De même, certains considéreront que les questions démographiques sont abordées de manière trop étroite, comme si la crainte de voir le respect de la vie bafouée et la sexualité pervertie par l’hédonisme ambiant, empêchait que soient sérieusement traités les problèmes d’éthique sociale que posent aujourd’hui l’accroissement même ralenti de la population de la planète et celui encore fort des pays les plus pauvres.

La vérité

L’aspect le plus spécifique de l’encyclique se lit dans son titre : « L’amour dans la vérité ». Benoît XVI prolonge et complète sa précédente encyclique :« Dieu est amour » (cf. le n° 6/2009 de Documents épiscopat). « Il faut conjuguer amour et vérité, non seulement dans la direction indiquée par St Paul, celle de la vérité dans la charité mais aussi dans celle, inverse et complémentaire, de la charité dans la vérité » (n°3). Cette référence à la vérité et à son lien avec l’amour constitue l’essentiel de la longue introduction de l’encyclique. Benoît XVI dit avec fermeté que la source de l’amour est en Dieu et que « Dieu lui-même est la vérité » (n°1).
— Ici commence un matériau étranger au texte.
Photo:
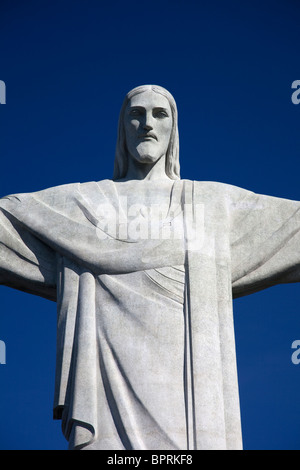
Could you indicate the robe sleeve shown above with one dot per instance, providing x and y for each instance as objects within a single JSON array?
[
  {"x": 265, "y": 241},
  {"x": 26, "y": 263}
]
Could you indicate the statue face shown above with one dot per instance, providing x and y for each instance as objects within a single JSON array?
[{"x": 148, "y": 125}]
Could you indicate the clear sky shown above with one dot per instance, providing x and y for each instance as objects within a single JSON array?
[{"x": 67, "y": 66}]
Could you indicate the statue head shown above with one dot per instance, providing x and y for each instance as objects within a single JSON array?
[{"x": 172, "y": 168}]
Il écrit dans la conclusion que « l’humanisme qui exclut Dieu est un humanisme inhumain ». Alors qu’il s’adresse « à tous les hommes de bonne volonté » la radicalité de cette expression ne risque-t-elle pas de décourager le lecteur peu averti, de blesser ceux qui n’ont pas la foi, mais agissent eux aussi pour que la justice et l’amour progressent dans les relations entre les hommes et dans le monde ? Le nécessaire dialogue auquel le Pape appelle par ailleurs ne sera-t-il pas plus difficile ? Le Pape fait référence à Gaudium et spes (l’Église dans le monde de ce temps) du Concile Vatican II (n°11). Ce texte induit une manière de vivre les relations entre l’Église et le monde tout autre : un dialogue avec le monde, à l’opposé de celle qu’exprime l’expression d’un humanisme qui serait inhumain sans Dieu.

Tous les hommes de bonne volonté s’accorderont sur l’utilité qu’il y a à fonder le développement des peuples sur « une vision métaphysique de la relation entre les personnes » (53). Pour les chrétiens, la plénitude de l’amour est en Dieu. C’est auprès de Lui qu’ils trouvent la force immense de l’espérance et le courage de continuer à croire en l’amour et à le vivre, malgré les blessures personnelles et les blessures du monde. Tous ceux qui considèrent qu’une des tâches des chrétiens aujourd’hui est de dire et de vivre l’espérance trouveront dans ce texte de quoi nourrir largement leur réflexion, leur méditation et leur action. La crise aiguë que connaît actuellement la mondialisation rend évidente l’exigence d’une conscience morale renouvelée.

Le Pape a fait son « travail ». À chacun maintenant de le poursuivre en l’incarnant et en relevant avec tous le défi du développement vrai.

Guy Aurenche, président du CCFD-Terre Solidaire.
René Valette, ancien président du CCFD-Terre Solidaire.